Hukum Harta Perkawinan yang Berlaku Sesudah Diundangkannya UU Perkawinan (Jilid V)

Merupakan kelanjutan dari artikel sebelumnya yang sedang mempertanyakan apakah kata-kata “di bawah penguasaan masing-masing” sama dengan tetap menjadi “milik” masing-masing suami dan isteri ataukah hanya “dikuasai” oleh masing-masing suami-isteri yang membawanya ke dalam perkawinan.

Oleh:
RED
Bacaan 2 Menit
J. Satrio
J. Satrio

Untuk kejelasannya kita perlu lihat peraturan pelaksanaannya, yang nantinya mestinya ada. Kata-kata “sepanjang para pihak tidak menentukan lain” dalam Pasal 35 ayat (2) UU Perkawinan mestinya mau mengatakan, bahwa atas asas yang dianut dalam Pasal 35 ayat (1), undang-undang membolehkan para pihak untuk menyimpanginya. Penyimpangan atasnya mestinya dengan sepakat para pihak. Ketentuan itu belum menetapkan kapan para pihak boleh menyepakati penyimpangan itu dan bagaimana caranya?

 

Dari ketentuan Pasal 35 UU Perkawinan bisa kita simpulkan, bahwa terpisahnya harta bawaan dari harta bersama terjadi demi hukum. Lalu, bagaimana suami atau isteri nantinya bisa membuktikan, apa yang telah dibawa olehnya ke dalam perkawinan? Bahkan pihak ketiga kreditur punya kepentingan sekali untuk tahu harta mana merupakan harta bersama, yang mestinya menjadi jaminan tagihannya?

 

Dikatakan “mestinya” karena kita belum tahu prinsip tanggung jawab yang dianut dalam hukum harta perkawinan menurut UU Perkawinan.

 

Untuk benda-benda atas nama memang kita dengan mudah bisa mengetahui, apakah benda itu diperoleh sebelum atau sesudah perkawinan dan siapa yang membawanya ke dalam perkawinan, tetapi bagaimana dengan benda-benda bergerak tidak atas nama?

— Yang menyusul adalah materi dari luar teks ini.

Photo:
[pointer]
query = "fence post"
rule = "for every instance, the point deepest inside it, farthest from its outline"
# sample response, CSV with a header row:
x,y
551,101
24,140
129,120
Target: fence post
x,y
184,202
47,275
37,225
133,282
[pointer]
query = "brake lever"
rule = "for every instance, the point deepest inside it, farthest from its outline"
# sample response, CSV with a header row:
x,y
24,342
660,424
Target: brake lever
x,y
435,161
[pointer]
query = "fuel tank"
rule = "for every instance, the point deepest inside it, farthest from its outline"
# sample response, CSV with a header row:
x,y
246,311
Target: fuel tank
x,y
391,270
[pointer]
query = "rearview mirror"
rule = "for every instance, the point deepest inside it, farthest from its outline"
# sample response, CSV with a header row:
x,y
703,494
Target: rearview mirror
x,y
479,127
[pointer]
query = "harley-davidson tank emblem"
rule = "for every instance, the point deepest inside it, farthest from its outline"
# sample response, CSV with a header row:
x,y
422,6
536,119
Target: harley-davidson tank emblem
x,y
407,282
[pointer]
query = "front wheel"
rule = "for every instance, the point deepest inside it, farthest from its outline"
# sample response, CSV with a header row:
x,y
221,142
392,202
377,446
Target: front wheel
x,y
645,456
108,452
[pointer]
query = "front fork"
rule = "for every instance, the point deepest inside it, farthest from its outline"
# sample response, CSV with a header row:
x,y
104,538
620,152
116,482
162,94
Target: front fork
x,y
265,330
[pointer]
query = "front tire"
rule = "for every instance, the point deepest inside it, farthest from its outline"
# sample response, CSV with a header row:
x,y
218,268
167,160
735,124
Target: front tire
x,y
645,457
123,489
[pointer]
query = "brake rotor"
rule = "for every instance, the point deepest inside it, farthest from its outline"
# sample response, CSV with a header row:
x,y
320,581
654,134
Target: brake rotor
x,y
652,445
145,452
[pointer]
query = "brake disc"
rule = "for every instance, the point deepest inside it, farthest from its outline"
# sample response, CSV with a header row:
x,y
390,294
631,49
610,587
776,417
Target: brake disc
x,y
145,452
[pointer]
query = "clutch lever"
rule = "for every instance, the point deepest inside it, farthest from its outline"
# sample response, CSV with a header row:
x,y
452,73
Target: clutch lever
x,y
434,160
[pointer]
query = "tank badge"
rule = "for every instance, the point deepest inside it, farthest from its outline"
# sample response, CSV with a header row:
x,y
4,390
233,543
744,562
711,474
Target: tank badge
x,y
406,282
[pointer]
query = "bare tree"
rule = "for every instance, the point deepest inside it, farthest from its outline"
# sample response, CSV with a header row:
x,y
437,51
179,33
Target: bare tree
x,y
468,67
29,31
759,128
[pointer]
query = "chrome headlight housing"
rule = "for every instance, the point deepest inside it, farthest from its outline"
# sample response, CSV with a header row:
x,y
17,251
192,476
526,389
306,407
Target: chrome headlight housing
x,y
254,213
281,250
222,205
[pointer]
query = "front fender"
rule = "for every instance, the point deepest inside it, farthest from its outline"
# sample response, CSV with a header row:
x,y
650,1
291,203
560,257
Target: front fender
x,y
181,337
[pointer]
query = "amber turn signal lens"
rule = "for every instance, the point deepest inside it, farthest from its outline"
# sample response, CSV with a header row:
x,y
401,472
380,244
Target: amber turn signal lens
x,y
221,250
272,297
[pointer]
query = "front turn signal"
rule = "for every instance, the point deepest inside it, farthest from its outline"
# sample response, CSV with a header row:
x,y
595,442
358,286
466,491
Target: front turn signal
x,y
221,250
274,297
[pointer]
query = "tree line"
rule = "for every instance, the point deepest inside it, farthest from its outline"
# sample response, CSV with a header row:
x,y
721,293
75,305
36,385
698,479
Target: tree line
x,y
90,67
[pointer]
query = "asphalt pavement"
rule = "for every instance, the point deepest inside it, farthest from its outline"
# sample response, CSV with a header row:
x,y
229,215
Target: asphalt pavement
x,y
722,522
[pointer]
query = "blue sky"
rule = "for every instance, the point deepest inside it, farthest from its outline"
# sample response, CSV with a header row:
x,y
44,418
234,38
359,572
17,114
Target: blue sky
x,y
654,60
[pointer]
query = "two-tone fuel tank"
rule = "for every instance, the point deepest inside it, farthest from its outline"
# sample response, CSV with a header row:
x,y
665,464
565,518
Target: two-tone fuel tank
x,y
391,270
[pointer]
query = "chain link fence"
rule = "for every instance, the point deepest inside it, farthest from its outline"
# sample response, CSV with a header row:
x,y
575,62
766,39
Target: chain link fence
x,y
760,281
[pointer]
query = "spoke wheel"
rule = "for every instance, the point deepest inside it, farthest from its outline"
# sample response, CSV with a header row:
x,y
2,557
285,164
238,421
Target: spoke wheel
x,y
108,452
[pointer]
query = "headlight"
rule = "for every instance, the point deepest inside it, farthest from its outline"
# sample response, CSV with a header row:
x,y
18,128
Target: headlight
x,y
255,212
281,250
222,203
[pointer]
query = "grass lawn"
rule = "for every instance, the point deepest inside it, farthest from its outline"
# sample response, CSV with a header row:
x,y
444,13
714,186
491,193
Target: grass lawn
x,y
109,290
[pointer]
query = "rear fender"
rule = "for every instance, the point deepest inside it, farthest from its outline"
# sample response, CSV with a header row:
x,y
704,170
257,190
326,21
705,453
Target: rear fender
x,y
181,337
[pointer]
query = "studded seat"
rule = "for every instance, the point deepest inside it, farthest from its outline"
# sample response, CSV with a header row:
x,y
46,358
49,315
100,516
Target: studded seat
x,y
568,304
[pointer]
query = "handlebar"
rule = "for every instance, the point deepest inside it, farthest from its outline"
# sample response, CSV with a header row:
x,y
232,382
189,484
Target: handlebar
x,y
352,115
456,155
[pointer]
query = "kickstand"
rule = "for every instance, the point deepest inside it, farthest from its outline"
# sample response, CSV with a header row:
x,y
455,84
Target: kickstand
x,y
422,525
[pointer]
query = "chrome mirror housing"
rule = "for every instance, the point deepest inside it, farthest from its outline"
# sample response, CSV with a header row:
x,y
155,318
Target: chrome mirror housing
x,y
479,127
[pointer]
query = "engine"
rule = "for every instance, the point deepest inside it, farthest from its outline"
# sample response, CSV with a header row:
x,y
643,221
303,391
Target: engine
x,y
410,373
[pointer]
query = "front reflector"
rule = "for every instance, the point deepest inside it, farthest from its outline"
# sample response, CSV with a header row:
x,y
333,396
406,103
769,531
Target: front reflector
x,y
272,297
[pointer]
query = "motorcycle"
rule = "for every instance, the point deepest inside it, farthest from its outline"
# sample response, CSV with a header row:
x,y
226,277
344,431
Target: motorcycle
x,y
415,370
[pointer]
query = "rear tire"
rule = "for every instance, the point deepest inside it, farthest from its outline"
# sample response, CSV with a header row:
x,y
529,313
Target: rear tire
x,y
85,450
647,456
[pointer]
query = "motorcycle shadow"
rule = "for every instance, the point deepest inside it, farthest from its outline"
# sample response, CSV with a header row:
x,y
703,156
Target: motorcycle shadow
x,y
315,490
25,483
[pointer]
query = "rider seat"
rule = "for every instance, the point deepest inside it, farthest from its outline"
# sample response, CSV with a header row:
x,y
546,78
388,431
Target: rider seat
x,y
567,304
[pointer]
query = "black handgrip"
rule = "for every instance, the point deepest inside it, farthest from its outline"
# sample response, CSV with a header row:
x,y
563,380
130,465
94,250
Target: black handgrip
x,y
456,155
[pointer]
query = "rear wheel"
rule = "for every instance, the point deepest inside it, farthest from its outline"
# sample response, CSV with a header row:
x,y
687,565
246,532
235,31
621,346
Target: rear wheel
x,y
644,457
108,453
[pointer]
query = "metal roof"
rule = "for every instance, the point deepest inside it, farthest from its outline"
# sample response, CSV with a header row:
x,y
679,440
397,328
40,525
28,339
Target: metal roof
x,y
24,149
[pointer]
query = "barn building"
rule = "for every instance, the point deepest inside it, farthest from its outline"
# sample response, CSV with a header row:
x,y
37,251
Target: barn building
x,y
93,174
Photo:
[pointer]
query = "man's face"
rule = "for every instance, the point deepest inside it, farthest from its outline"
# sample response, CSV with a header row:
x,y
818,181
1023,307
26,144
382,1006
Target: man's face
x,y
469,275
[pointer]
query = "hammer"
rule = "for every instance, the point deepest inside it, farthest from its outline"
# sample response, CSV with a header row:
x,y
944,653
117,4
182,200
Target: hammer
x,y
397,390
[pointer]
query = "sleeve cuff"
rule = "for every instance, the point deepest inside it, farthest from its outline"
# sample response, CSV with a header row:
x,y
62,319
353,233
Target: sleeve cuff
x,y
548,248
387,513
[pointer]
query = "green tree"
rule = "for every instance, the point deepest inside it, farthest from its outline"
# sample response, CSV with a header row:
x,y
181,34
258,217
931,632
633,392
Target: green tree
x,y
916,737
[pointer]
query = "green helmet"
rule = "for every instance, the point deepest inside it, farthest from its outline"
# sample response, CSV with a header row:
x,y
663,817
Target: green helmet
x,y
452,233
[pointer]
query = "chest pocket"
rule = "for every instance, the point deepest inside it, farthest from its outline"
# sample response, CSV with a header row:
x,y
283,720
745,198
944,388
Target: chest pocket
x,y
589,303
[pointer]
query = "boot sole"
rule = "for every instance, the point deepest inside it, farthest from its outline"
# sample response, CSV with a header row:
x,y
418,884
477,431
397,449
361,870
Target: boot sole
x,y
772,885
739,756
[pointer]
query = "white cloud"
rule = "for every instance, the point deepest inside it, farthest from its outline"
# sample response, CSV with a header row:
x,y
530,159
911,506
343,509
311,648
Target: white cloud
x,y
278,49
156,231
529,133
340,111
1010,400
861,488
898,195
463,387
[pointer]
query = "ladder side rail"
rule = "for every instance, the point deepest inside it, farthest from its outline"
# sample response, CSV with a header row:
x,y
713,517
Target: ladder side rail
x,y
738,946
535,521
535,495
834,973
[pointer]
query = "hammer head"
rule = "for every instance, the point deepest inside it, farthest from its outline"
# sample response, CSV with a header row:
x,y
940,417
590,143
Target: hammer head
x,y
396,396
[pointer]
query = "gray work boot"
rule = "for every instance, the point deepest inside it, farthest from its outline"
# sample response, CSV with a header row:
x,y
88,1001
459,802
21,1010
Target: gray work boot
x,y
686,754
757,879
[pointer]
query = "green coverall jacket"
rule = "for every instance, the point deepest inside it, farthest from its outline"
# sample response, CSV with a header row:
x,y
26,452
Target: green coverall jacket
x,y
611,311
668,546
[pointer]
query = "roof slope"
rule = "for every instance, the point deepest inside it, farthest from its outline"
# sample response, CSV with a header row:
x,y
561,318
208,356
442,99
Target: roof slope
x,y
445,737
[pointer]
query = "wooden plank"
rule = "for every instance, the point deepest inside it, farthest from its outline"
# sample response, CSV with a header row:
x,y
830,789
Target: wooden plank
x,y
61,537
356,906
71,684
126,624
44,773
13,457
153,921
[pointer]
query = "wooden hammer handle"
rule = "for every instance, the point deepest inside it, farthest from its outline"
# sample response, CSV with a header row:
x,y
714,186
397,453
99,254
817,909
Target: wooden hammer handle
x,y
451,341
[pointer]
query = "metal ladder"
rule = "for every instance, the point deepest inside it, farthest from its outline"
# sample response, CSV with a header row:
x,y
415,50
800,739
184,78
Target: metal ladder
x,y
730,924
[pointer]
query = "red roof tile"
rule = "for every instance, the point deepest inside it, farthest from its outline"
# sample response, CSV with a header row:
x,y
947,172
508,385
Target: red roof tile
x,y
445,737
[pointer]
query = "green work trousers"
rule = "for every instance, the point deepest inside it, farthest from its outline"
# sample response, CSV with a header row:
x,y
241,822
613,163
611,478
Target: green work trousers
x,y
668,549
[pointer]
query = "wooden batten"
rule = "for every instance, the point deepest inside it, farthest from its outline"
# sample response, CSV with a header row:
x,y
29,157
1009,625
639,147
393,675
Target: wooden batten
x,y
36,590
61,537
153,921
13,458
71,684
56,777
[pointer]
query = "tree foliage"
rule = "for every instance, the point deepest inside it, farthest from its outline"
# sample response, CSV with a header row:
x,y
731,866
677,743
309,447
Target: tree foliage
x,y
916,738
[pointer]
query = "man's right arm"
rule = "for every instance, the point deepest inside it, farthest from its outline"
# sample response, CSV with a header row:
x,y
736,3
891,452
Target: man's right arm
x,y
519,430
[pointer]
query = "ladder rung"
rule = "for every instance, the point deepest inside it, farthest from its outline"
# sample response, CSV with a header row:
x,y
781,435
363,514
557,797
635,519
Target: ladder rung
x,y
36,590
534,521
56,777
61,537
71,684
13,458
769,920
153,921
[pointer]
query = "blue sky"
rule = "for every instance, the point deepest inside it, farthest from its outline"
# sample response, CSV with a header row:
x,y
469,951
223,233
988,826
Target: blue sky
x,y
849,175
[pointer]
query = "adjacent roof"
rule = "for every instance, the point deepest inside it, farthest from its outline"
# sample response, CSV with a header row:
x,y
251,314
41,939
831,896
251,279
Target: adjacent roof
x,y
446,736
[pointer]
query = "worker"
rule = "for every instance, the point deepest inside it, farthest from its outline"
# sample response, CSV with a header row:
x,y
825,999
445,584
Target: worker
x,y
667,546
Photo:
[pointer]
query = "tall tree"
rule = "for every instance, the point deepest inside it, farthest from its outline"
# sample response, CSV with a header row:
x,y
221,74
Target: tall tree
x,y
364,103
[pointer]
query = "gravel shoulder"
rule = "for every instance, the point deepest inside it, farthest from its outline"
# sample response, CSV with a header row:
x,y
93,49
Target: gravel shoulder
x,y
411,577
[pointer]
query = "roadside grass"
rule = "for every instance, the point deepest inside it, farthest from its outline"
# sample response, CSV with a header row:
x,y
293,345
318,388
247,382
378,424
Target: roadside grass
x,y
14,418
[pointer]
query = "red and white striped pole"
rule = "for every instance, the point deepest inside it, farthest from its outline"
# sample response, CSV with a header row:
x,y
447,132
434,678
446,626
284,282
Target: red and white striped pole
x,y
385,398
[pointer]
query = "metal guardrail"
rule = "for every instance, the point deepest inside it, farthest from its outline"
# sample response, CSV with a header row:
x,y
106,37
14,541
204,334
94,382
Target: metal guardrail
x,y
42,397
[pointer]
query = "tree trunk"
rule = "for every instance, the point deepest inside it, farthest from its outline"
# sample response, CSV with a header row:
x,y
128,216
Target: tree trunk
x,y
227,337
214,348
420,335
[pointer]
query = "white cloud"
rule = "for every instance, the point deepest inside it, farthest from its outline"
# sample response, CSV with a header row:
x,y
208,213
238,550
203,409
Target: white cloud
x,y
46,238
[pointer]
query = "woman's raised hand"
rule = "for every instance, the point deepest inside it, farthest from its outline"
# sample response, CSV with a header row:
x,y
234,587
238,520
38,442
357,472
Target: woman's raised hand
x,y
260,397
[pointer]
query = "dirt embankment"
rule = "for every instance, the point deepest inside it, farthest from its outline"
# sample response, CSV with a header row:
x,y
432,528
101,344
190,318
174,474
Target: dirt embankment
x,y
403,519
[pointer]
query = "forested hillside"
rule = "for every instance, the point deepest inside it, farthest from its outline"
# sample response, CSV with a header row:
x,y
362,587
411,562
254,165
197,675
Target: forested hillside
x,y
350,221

Apakah untuk mengatasi hal itu -sebagaimana dalam KUH Perdata- perlu dan harus dilakukan pencatatan sebelum perkawinan dilangsungkan? Apakah pencatatan itu harus dilakukan di depan seorang pejabat? Kita tunggu saja peraturan pelaksanaan Pasal 35 UU Perkawinan. 

 

Selanjutnya Pasal 36 UU Perkawinan mengatakan:

  1. Mengenai harta bersama suami atau isteri dapat bertindak atas persetujuan kedua belah pihak;
  2. Mengenai harta bawaan masing-masing suami dan isteri mempunyai hak sepenuhnya untuk melakukan perbuatan hukum mengenai harta bendanya”.

 

Perhatikan kata-kata “mengenai harta bersama” dan “dapat bertindak atas persetujuan kedua belah pihak”. Kalau yang disebutkan di depan benar, maka kita tahu, bahwa harta bersama adalah harta yang diperoleh suami dan isteri sepanjang perkawinan, yang bukan berupa harta hibahan (yang bukan diperoleh atas dasar hibah) maupun yang bukan diperoleh atas dasar warisan, oleh masing-masing suami atau isteri. Kata-kata dalam Pasal 36 ayat (1) UU Perkawinan di atas bersifat umum -harta bersama- tidak dibedakan apakah wujud harta bersama itu berupa harta bergerak atau harta tetap.

 

Kata-kata “atas persetujuan kedua belah pihak” biasa ditafsirkan, untuk mengambil tindakan hukum atas harta bersama, suami perlu mendapat persetujuan dari isteri dan sebaliknya isteri perlu persetujuan suami.